Op 19 april 1943 kreeg ze op het zogenaamde XXste konvooi net als de andere 1.631 Joden te horen dat haar bestemming een werkkamp was. Kort voordat de trein om 22.00 uur vertrok, hoorde ze van de Joodse kazerne-arts Dr. Bach de waarheid: “Probeer te ontsnappen. In het Oosten zullen ze jullie allemaal, arme idioten, vergassen en verbranden.” Hij gaf haar een mes, dat ze nog net in haar jas kon verstoppen voor de SS'ers kwamen. De wachters gaven Régine en een andere jonge dokter de verantwoordelijkheid voor de wagen. Régine vertelde hem over de waarschuwing van Dr. Bach, maar hij geloofde haar niet.
Noodgedwongen ging ze alleen aan de slag en zaagde met haar mes de houten tralie door. Toen de trein vaart minderde in een bocht en even later zelfs stopte, zag ze haar kans schoon. Ze sprong en belandde ongedeerd in het struikgewas. Wist zij veel dat net dán
Youra Livchitz, Jean Franklemon en Robert Maistriau begonnen aan
een van de meest gewaagde operaties uit de Tweede Wereldoorlog. Gewapend met een lamp, drie tangen en één enkele revolver waren ze van Brussel naar het dorpje Boortmeerbeek gefietst om de trein tot stilstand te brengen met een rood stormlicht dat op de rails lag. Het openwrikken van de deuren met een tang ging traag en lukte maar bij één wagon. 17 mensen konden vluchten. SS’ers konden de aanvallers verjagen. Terwijl de trein zijn reis voortzette, konden nog eens ruim 215 anderen zich bevrijden uit de reeds beschadigde rijtuigen. Helaas werden 25 van hen ter plekke neergeschoten en 91 opnieuw aangehouden. Uiteindelijk weten 121 mensen aan de deportatie te ontkomen.
Régine liep verder. Ze bereikte een treinstation. Wanneer ze een seingever doodsbang haar verhaal vertelt, verstopt die haar in een hooiberg achter het huis. Net op tijd, want de SS was begonnen met een zoekactie in de omgeving. De bewaker bood de soldaten drankjes en iets te roken aan. Ze ontdekken Régine niet. Bloed kruipt waar het niet gaan kan. Terug in Brussel sloot ze zich opnieuw aan bij het Oostenrijkse Vrijheidsfront.
Het mirakel
Op 25 mei 1944 wordt ze op straat herkend door een Duitse soldaat die ze eerder had ontmoet tijdens haar ‘meisjeswerk’. Ze belandde opnieuw in het nazi-gevangenissysteem, maar deze keer als verzetsstrijder. Eerst in de gevangenissen van Sint-Joost en Sint-Gillis, daarna in het SS-opvangkamp Breendonk en in de Dossinkazerne.
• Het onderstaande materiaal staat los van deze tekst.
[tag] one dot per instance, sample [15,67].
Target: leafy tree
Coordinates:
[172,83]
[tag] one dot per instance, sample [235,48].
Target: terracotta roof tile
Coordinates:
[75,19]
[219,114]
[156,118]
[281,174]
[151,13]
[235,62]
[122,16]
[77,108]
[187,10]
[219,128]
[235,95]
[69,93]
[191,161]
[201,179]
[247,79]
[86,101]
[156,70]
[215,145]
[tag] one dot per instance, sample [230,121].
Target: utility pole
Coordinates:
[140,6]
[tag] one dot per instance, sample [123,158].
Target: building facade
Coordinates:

Tijdens de martelingen hield ze de lippen stijf op elkaar. Men veroordeelde haar ter dood, maar de nazi-bureaucratie kwam zichzelf tegen. De stempel op haar doodvonnis ontbrak, en dus overleefde ze miraculeus tot 4 september 1944, de dag van de bevrijding door de geallieerden.
Vanwege de zware martelingen verbleef ze na de bevrijding langdurig in een ziekenhuis, maar daarover gaf ze nooit meer details prijs. In de naoorlogse periode emigreerde ze naar de Verenigde Staten, waar ze een opleiding tot psychotherapeut volgde. Gans haar carrière begeleidde ze mensen met mentale problemen. Régine Krochmal overleed in 2012 op 91-jarige leeftijd in België.